Caveats and preconditions:
First, everything in this article applies for left to right (LTR) languages. If you’re designing in a right to left (RTL) language, an up-down language, or a down-up language, your mileage may vary, but flipping the rule is probably a good start.
Second, this pattern requires two things: containers you want to manipulate, and controls to manipulate them. Containers may refer to:
- Tabsets
- Cards
- Accordions
- Forms (particularly forms with subsections or embedded tables)
- Tables
- Charts and sets of charts
In this case we’re also going to take specific types of encapsulated containers out of the pattern, including:
- Carousels
- Video / video controls
- Audio / audio controls
- Search boxes
We’ll explain why in the Exceptions section.
These lists are not all-inclusive.
The design principles
Let’s start with the obvious: left-to-right (LTR) languages are read left to right. So at the highest level of generalities, readers are more likely to notice the thing to the top left first and the bottom right last. When a user is scanning a page to get a sense of place, we call this specific pattern F-Shaped Scanning because of the roughly f-shaped eye-tracking patterns it produces.

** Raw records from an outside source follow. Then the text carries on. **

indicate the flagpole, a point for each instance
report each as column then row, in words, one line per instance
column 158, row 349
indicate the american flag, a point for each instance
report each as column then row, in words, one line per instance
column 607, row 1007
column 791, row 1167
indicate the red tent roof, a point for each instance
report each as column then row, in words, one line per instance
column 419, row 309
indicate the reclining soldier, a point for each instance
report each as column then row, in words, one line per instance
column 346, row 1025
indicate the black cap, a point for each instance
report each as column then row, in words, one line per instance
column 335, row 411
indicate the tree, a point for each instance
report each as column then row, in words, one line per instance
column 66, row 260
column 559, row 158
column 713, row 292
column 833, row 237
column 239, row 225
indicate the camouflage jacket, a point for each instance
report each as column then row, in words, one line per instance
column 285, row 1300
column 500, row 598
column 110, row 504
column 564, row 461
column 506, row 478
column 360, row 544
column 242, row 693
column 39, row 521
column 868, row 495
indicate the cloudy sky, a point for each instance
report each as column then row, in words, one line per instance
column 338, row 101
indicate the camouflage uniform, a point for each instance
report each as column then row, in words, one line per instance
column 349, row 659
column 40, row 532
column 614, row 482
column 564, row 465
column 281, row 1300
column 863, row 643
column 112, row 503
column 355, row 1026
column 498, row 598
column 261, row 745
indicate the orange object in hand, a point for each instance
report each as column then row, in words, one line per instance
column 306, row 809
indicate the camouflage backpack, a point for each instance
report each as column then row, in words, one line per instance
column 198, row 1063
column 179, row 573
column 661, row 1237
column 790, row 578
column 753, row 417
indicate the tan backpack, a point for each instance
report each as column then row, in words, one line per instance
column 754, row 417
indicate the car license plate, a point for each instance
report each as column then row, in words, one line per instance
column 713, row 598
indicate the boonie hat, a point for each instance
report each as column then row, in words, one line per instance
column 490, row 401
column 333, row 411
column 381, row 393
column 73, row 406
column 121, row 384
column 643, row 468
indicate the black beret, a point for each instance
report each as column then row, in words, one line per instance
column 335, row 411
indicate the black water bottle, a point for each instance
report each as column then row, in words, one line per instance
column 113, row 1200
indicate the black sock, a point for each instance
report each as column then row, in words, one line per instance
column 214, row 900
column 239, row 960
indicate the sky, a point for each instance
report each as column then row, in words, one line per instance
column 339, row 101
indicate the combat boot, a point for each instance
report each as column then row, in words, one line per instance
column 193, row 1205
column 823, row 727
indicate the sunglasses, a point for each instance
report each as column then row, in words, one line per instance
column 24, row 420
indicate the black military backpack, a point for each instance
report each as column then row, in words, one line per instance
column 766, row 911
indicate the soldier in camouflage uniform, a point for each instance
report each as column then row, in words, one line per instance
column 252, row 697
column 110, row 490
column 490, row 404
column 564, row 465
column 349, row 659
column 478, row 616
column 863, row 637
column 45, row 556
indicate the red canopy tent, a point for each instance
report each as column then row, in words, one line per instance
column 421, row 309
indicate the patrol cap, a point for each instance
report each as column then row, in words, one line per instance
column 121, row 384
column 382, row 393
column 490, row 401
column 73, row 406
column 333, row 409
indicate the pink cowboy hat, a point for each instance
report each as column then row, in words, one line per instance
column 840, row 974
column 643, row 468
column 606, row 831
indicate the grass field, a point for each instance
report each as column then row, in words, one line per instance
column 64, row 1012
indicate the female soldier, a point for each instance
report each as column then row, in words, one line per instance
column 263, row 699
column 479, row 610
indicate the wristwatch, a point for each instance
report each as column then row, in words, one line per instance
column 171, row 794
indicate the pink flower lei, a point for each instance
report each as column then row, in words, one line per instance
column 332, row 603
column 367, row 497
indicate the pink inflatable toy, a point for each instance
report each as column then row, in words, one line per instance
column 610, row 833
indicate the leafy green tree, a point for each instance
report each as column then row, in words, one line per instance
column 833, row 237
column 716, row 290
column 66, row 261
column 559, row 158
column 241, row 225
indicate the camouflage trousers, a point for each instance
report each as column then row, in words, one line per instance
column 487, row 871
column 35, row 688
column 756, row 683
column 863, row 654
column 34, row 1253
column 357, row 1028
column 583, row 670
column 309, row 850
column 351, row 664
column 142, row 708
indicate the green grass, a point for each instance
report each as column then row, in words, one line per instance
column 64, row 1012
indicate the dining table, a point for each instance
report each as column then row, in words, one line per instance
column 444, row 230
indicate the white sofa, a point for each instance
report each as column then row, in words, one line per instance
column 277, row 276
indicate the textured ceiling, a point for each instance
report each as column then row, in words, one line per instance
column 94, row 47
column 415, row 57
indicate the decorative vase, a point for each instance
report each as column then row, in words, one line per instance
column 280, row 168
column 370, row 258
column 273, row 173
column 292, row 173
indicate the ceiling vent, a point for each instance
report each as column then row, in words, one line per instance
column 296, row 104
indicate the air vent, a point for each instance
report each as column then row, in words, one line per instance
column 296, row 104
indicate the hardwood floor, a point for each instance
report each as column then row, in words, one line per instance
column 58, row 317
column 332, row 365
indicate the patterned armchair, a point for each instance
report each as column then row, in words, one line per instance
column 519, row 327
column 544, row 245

A sense of place is critical for a user to acquire; knowing where they are, what the state of the place is, and what they can do allows them to move forward (or backward) toward their intended goals. Because “Where the hell am I?” is the first question anyone has in any situation, and because people read left-to-right, we answer the questions “where the hell am I?” by putting the wayfinding tools (the site title, logo, and global navigation) as far up and to the left as we can get.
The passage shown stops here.